Lastly, I chose the great blues guitarist Luther Allison’s album Live in Chicago (Alligator Records) to see how the V7F would handle the raw/sizzling electrical guitar and organ playing of this live recording. I often heard this great blues man in small clubs when I was growing up in Chicago, and I know how powerful his guitar playing can be.

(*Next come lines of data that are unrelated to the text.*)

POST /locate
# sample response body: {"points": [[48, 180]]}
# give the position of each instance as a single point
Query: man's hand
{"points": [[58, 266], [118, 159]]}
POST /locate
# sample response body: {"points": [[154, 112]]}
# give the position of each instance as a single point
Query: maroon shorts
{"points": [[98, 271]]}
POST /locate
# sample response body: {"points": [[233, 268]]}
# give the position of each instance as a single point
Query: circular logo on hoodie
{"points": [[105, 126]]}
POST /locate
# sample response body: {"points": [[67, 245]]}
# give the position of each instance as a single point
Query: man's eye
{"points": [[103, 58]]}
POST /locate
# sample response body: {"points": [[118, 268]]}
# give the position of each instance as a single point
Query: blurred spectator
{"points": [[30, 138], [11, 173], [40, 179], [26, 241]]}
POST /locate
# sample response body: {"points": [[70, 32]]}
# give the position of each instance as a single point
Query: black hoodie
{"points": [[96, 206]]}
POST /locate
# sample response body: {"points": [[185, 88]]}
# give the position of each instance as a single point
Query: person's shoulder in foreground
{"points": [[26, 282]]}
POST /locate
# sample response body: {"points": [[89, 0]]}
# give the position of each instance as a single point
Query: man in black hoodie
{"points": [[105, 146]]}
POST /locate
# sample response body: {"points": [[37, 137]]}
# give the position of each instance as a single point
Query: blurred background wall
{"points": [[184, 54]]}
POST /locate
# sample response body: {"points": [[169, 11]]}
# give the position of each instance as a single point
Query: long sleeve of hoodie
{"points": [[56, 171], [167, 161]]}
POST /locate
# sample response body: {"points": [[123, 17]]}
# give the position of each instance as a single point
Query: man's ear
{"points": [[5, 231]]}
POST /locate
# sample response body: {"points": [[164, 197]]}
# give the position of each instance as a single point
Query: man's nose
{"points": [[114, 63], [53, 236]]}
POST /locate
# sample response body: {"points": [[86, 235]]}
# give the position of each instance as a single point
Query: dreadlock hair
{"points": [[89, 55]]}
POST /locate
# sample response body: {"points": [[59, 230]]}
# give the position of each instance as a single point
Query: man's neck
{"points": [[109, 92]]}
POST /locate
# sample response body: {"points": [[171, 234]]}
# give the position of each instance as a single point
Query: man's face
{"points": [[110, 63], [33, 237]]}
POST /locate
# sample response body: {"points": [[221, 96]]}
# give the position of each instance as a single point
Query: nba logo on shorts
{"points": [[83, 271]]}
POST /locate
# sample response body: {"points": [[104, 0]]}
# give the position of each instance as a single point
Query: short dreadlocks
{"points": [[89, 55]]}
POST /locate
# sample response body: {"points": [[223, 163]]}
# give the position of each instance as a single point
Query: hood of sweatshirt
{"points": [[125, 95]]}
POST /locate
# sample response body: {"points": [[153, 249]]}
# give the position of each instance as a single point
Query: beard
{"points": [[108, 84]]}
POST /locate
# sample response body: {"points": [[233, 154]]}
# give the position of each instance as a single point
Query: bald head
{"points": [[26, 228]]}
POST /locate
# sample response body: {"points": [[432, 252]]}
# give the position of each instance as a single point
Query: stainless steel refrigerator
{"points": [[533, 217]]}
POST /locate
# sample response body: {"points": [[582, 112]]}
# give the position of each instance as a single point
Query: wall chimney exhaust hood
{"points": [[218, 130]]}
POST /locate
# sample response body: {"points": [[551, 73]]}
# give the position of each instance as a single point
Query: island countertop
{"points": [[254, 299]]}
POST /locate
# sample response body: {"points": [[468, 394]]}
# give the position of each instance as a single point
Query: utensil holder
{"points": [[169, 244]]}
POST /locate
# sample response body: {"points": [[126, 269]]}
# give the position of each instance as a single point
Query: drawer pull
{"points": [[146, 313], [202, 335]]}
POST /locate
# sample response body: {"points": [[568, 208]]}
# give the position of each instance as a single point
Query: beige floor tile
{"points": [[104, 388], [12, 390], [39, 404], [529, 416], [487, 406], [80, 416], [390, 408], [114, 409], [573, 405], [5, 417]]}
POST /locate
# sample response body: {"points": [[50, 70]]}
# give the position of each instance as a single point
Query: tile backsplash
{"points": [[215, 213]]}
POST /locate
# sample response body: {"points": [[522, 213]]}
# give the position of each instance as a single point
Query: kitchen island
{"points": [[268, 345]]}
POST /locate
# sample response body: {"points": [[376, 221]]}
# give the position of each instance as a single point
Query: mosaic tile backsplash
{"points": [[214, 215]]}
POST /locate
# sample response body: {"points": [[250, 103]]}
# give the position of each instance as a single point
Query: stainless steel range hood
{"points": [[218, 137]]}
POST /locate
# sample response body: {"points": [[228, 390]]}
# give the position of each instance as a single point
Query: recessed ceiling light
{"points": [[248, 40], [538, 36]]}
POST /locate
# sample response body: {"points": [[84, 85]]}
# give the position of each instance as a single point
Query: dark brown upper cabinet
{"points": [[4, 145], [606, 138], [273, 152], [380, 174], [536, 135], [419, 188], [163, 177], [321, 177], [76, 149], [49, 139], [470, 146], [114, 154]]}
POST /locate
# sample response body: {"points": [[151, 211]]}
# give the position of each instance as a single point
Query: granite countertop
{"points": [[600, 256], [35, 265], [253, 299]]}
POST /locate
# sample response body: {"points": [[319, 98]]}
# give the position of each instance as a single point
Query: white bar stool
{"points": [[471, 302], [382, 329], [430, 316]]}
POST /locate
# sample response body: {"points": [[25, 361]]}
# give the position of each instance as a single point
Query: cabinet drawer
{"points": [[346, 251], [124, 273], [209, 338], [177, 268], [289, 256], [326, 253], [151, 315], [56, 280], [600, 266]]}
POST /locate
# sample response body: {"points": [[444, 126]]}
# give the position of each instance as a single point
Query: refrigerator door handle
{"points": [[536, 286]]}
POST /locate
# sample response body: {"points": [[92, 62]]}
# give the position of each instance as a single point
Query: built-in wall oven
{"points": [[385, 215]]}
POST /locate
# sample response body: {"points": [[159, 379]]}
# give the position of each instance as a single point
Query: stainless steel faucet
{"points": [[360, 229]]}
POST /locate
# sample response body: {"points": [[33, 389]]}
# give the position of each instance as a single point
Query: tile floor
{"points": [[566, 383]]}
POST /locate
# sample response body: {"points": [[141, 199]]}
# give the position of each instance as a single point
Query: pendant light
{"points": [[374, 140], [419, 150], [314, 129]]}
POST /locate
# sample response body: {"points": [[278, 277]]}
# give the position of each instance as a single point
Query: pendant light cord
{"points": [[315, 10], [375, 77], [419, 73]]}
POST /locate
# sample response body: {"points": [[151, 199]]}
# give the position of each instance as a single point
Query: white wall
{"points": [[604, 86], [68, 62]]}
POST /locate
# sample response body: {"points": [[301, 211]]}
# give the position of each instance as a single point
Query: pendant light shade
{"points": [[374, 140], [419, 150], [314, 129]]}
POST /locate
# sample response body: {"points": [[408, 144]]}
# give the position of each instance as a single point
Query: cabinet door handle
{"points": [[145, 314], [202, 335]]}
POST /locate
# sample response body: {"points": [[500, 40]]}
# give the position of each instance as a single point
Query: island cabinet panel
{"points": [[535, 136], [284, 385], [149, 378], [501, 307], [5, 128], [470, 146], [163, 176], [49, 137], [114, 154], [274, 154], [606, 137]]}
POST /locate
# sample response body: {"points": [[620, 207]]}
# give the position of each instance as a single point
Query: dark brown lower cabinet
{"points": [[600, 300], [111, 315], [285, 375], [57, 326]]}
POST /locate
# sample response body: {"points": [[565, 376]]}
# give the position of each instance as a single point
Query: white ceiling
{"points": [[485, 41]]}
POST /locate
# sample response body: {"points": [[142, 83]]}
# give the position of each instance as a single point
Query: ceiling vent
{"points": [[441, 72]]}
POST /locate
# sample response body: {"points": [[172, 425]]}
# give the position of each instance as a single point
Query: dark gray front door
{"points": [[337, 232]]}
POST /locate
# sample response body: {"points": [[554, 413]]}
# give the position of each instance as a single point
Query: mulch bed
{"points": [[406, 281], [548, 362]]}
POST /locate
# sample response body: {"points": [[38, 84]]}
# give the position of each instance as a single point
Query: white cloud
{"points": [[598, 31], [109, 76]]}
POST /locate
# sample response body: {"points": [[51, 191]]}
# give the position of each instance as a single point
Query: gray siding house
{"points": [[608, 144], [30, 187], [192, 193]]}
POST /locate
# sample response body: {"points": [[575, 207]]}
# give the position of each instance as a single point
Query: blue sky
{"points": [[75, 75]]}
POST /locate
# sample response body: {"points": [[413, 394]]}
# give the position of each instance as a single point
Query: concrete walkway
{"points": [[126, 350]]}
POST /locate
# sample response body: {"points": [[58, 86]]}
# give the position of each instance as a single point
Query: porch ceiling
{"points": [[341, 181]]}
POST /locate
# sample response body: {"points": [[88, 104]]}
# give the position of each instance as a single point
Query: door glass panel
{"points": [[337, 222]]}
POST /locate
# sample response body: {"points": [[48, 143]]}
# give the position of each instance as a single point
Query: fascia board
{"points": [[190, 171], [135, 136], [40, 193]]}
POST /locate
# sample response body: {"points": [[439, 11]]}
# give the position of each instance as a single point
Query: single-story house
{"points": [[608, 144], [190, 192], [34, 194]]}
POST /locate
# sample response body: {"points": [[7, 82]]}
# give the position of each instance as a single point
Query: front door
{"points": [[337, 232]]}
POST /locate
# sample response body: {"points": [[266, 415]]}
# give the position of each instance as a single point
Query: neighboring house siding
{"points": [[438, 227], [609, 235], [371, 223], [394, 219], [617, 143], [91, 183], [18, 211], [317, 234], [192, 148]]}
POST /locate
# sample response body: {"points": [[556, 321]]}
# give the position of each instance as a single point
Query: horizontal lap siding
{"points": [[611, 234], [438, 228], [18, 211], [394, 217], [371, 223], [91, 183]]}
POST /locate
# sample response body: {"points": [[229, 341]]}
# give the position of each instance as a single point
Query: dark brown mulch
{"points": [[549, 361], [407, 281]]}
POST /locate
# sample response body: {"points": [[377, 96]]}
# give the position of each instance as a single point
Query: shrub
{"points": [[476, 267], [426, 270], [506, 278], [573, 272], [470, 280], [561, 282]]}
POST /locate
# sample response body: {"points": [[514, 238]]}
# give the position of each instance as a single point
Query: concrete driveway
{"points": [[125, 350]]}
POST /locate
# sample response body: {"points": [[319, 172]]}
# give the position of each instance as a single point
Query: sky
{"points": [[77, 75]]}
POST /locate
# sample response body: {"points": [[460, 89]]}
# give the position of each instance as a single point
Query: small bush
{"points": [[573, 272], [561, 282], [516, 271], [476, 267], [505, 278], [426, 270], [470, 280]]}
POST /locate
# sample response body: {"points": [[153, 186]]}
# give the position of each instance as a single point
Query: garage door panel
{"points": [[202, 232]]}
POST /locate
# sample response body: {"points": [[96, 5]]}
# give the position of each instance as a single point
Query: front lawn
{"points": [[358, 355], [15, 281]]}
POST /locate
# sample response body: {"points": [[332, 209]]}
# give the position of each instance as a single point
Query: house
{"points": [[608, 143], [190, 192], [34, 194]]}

These speakers easily delivered all of the punch of this music and filled my room at very high volume levels with absolutely no distortion or smearing of the details of Allison’s guitar solos.
• The Aurum Cantus V7F speaker’s build quality is superlative, and the physical appearance is beautiful.
• It can be driven with virtually any type of amplifier and would fit into a very high-end system or an entry-level home theatre rig.
• It produces natural/vivid tonality, has excellent transparency/micro-details, and can pressurize a room with its lower frequency range.
• The V7F can image like a world-class two-way, stand-mount speaker, yet it adds on the power and extension of a much larger floorstander in a rather compact enclosure.
• You can drive the V7F with just about any type of amplifier; however, because of its reference-level transparency/resolution, it will reveal any shortcomings in your upstream equipment.
• If you place the V7F into a very small acoustic space, it might overload your room with its powerful low-end extension and sound boomy.
Comparison and Competition
There are two floorstanding speakers in the price range of the Aurum Cantus V7F that I have experience with that would be its natural competitors: the Vandersteen 3A Signature, listed at $4,775/pair, and the PSB Imagine T2, at $3,498/pair. When it comes to the Vandersteen 3A Signature’s performance, its top end sounded rolled off, and lacked the micro-details of the V7F’s high-end frequencies. Another aspect that should be noted is that it also could not compete with the V7F’s overall transparency throughout the total frequency range. On the other hand, the PSB Imagine T2 fared much better regarding overall dynamics and punch; however, its high-end performance still fell quite short of the wonderful ribbon tweeter of the V7F regarding air/decays and an overall detailed yet sweet but never harsh presentation.
I expected that any speaker designed and built by Aurum Cantus would be quite a good music maker. I assumed, based on how my Lawrence Audio Cello speakers perform with their Aurum Cantus drivers, that the Aurum Cantus’ in-house chiefs could probably cook up a fine-sounding speaker. However, I was quite shocked at how wonderful the V7F speakers were, both in visual appearance and overall performance. When you consider its cost, the V7F becomes one of the greatest bargains of the year. The V7F is one of the most attractive speakers in its overall shape and natural wood veneer. It reminds me very much of a “baby” Rockport speaker in its style and shape; however, any Rockport model costs thousands of dollars more. The piano lacquer rosewood veneer is so impressive, compared with the veneer/finish of some very high-end speakers. You could buy six or seven V7F speakers for the price of just one of these other companies’ models.
Of course, its appearance means nothing if the V7F doesn’t perform at a high level…but it does–offering reference-level transparency/resolution, truth in timbres/tonality, terrific soundstaging/imaging, excellent overall dynamics/punch, and detailed yet sweet top-end extension. It’s simply a fantastic performer for $3,500/pair–and remember, you also get to have a 60-day grace period for home auditions. The ultimate compliment a reviewer can give to a product is if they purchase it for their own system, and that’s exactly what I did. The V7F is now my new reference speaker for in my smaller upstairs system.